Apakah best seller-nya sebuah buku dapat direncanakan? Saya lebih suka menyebut kelarisan daripada best seller di Indonesia yang tidak jelas acuan angkanya. Ya, tentu dapat direncanakan meskipun sebagian besar rencana itu gagal--beberapa buku laris justru seperti anomali yang tidak direncanakan, tetapi hanya diharapkan. Khusus untuk buku nonfiksi lebih mudah diprediksi karena buku nonfiksi berbasis kebutuhan (need) dari pembaca sasaran. Artinya, jika kita mampu membaca kecenderungan sesaat ataupun tren kebutuhan pada masyarakat, kita pun dapat membaca topik apa yang sedang diminati.

Di sinilah yang perlu dipahami penulis buku tentang apa "wortel" yang hendak ditawarkannya atau diiming-iminginya kepada pembaca sasaran. "Wortel" sebagai analogi saripati konten yang mendorong pembaca perlu atau harus baca demi mewujudkan sesuatu. Sesuatu di sini yang paling gampang didefinisikan adalah KEBAHAGIAAN. Topik Kebahagiaan akan menurunkan berbagai subtopik yang dicari pembaca, contohnya kekayaan (sebagai buah dari kesuksesan), kesehatan, kisah (fiksi seperti novel), dan juga keluarga yang mendorong pada kehidupan lebih baik.

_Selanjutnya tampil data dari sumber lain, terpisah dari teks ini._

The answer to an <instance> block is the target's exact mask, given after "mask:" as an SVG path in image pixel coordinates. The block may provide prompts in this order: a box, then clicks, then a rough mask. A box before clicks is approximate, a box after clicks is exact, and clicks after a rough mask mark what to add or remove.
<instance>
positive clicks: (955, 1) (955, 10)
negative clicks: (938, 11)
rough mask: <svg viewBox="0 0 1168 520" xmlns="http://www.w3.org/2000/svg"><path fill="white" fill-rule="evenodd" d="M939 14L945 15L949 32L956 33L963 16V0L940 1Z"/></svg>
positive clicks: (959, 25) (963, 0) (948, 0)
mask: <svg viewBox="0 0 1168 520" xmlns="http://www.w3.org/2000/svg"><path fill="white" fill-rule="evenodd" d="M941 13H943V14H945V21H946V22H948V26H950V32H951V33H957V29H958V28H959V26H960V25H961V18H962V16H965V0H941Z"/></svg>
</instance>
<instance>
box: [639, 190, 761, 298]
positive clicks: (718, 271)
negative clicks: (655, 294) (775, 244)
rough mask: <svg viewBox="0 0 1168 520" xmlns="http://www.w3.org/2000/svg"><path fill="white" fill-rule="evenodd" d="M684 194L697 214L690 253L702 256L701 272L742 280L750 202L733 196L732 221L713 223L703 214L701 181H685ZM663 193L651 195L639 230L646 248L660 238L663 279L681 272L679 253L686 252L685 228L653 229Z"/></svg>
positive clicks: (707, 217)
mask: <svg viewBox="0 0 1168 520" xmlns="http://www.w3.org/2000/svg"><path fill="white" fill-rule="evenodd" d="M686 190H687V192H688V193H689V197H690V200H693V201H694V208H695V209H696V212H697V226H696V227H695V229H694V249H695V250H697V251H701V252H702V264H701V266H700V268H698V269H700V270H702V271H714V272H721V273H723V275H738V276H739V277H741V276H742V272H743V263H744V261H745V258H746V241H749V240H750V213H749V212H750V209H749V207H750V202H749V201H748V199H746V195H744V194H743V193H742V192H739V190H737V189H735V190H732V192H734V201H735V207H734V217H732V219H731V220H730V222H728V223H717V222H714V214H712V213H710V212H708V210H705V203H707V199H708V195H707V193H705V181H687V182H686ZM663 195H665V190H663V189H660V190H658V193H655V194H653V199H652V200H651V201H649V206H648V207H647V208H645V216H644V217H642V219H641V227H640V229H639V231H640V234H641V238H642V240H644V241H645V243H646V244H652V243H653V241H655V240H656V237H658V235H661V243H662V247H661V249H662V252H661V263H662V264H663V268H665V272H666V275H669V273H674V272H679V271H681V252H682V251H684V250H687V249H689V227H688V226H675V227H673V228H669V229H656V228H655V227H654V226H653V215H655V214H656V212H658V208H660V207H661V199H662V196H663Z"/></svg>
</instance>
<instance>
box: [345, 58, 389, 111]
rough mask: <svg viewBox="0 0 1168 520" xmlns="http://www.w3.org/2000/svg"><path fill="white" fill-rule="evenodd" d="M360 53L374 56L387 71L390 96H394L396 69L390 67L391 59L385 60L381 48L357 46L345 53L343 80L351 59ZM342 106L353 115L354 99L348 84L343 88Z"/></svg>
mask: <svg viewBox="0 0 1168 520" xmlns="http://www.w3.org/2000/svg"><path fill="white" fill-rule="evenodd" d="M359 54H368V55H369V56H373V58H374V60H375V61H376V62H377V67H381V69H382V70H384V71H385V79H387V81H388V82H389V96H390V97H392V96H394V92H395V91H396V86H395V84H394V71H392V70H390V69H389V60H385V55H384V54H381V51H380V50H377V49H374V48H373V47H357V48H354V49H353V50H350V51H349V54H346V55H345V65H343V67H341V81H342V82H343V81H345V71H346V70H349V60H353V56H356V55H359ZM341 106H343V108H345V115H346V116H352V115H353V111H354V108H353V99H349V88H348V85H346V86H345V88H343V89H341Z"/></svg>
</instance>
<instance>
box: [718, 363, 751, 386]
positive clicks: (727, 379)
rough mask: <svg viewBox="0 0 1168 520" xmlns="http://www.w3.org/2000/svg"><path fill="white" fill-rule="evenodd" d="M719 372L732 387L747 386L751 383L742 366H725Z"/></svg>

Saya pernah menyusun 10K topik paling dicari oleh pembaca Indonesia dan dapat dikenali penerbit sebagai topik-topik pencetak hits dalam penjualan buku. Dalam perkembangannya saya tambahkan dua lagi menjadi 12K, yaitu

  1. Kanak-kanak dan Kawula (Remaja);
  2. Kesalehan (Religi dan Spiritual);
  3. Kekayaan/Kesuksesan (Karier dan Bisnis);
  4. Kisah (Fiksi);
  5. Kisah Nyata (Faksi, Sejarah);
  6. Kesehatan;
  7. Kegemaran (Hobi) dan Keterampilan;
  8. Keluarga (Parenting);
  9. Kependidikan (Edukasi);
  10. Kepribadian (Psikologi dan Pengembangan Diri);
  11. Komputer;
  12. Kontroversi.

Pada daftar buku-buku terlaris versi New York Times yang saya akses saat ini terdapat dominan buku-buku faksi (biografi/autobiogafi/memoar) dan sejarah. Satu-satunya yang di luar topik itu adalah Outliers Malcolm Gladwell yang masuk kembali dalam deretan 10 besar pada urutan ke-3. Selain itu, ada The Power of Habit Charles Duhigg yang terlempar ke urutan ke-13.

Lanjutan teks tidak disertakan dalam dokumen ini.